Les Demoiselles d’Echo Point, 122cm x 91cm, acrylic on canvas, 2022

The Three Sisters at Echo Point in Katoomba NSW is a major tourist attraction and has been since thee mid 19th century. I hesitated to make a painting of this because it has been done so many times by other artists but its a great subject so I found my own way into it. The things that I felt were important were the combination of solidity of the rock formations and also their temporality. They resist and yet they are slowly dissolving before our eyes in a geological timeframe, like sandcastles on a beach. They stand in apparent defiance before the void that will eventually swallow them up. I gave them a chunky, blocklike appearance to empathise the crystalline structure of the quartz that makes up the sandstone that was laid down as the bed of an ancient sea, only to be lifted up, drained and eroded over the millions of years that followed. When I was making this work I became aware that the Sisters resembled Picasso’s women in the painting that gave me an idea for the joke title.

Chinese hills, Megalong, 36cm x 28cm, acrylic on board, 2022 – sold

Aerial Perspective is a term known to some painters and photographers as the gradual fading and softening towards blue that we see when looking into the distant parts of a landscape- https://en.wikipedia.org/wiki/Aerial_perspective . In traditional Chinese landscapes that often use a monochrome ink they achieve this by watering down the ink and softening the tones as the eye looks into the distance. They also exaggerate the distance, not by western perspective but by working the distant hills higher and higher towards the top of the paper or silk in an exaggerated way, usually not including a horizon at all. My painting uses western perspective, aerial perspective but shows the Kanimbla hills in a way that reminded me of a Chinese landscape.
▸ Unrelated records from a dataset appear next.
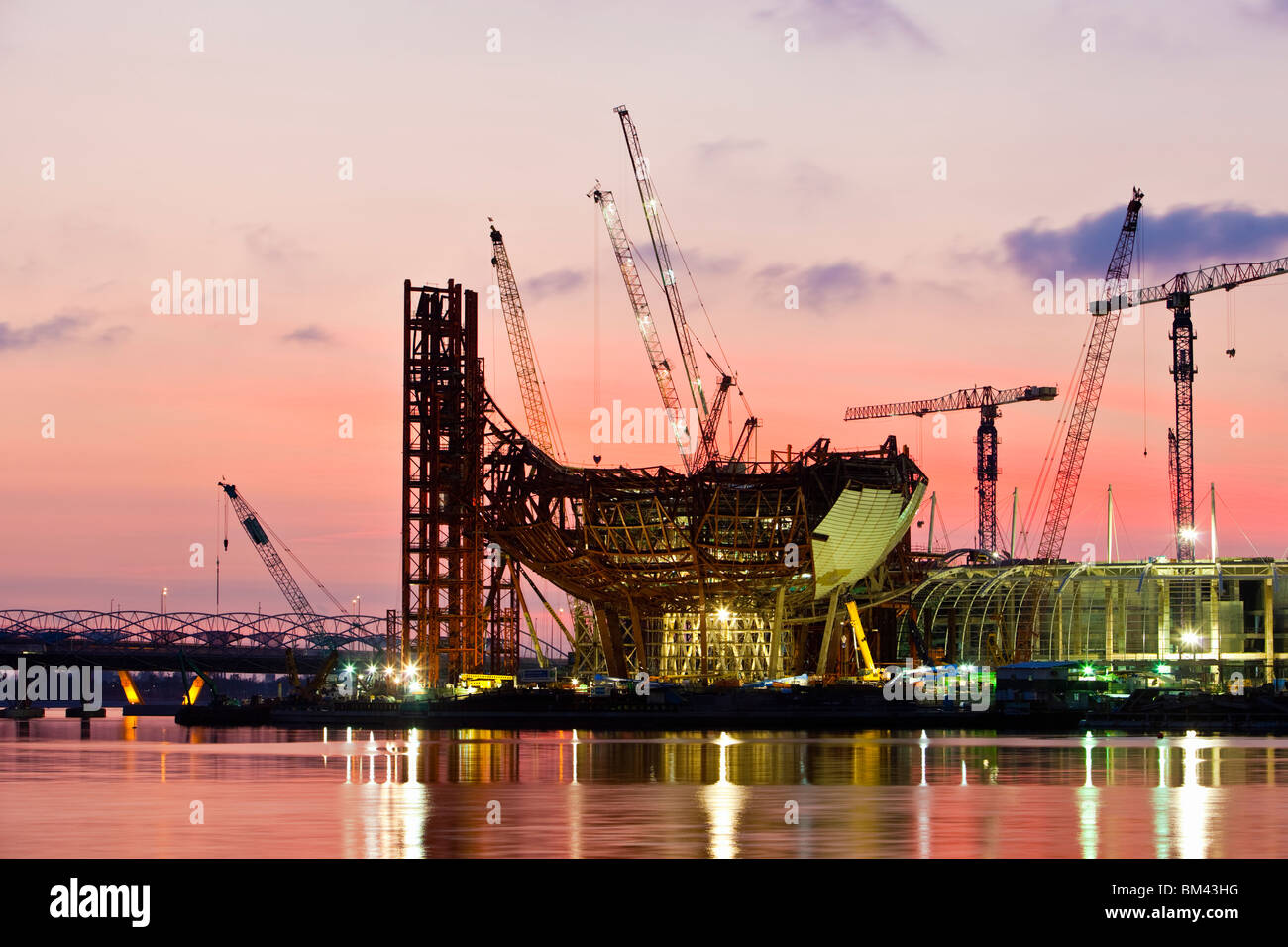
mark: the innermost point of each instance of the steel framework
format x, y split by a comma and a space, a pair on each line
442, 523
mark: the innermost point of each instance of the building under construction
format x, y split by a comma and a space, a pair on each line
1209, 618
735, 570
734, 567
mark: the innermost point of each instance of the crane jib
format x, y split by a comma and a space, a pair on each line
256, 530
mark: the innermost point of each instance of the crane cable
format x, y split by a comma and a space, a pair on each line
299, 562
725, 368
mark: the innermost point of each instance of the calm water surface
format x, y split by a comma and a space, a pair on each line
127, 787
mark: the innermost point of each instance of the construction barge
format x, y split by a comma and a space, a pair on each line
836, 709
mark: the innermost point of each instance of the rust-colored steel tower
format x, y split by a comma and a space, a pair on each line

Towards Shipley, 84cm x 61cm, acrylic on canvas, 2022, sold

This one is a plein air work of the Shipley Plateau as seen from Kanimbla. It had it’s finishing touches made in my studio after a day onsite as many of my plein air works do. I wanted to bring out the wonderful rhythm of the escarpment and the curves and bumps of the hills that lead the eye up to it.

Elioth’s Valley, 48 x 34.5cm, Acrylic on board, 2022 – sold

A plein air painting from Kamimbla that looks back in an easterly direction towards Shipley’s Plateau. I’ve admired Elioth Gruner’s paintings since I first laid eyes on “Spring Frost” at the AGNSW when I was a small child. I really like the simplicity and the restrained Modernism of his Australian landscapes from the 1930’s and 40’s and tried to bring something from that in this painting.

After the Big Wet, 40cm x 90cm, acrylic on board, 2021

I can’t drive through rural countryside where these bales of cotton or hay with their brightly coloured plastic wrapping sit in fields and not be struck by their incongruity. They remind me of the wrapped headlands, buildings and other conceptual artforms of Christo and Jean- Claude. They add a strange alien beauty with their strong synthetic colours set in the less chromatic tertiary colours of nature. I’ve always been interested in the clash of man made forms with natures forms and, as time and the elements take their toll, their eventual breakdown and reconciliation.

Mehi Band of Gold, 40cm x 90cm, acrylic on board, 2021 – sold

After the Painted River Project event at Moree where I was an invited artist I returned a few months later to take more photographs as composite studies for some studio paintings. I arrived late in the day after heavy rain. The Mehi River had been in a huge flood just days before and the Sun broke through under heavy clouds just before sunset. The cast shadows of buildings and clouds left a thin strip of Golden Light across the tree trunks.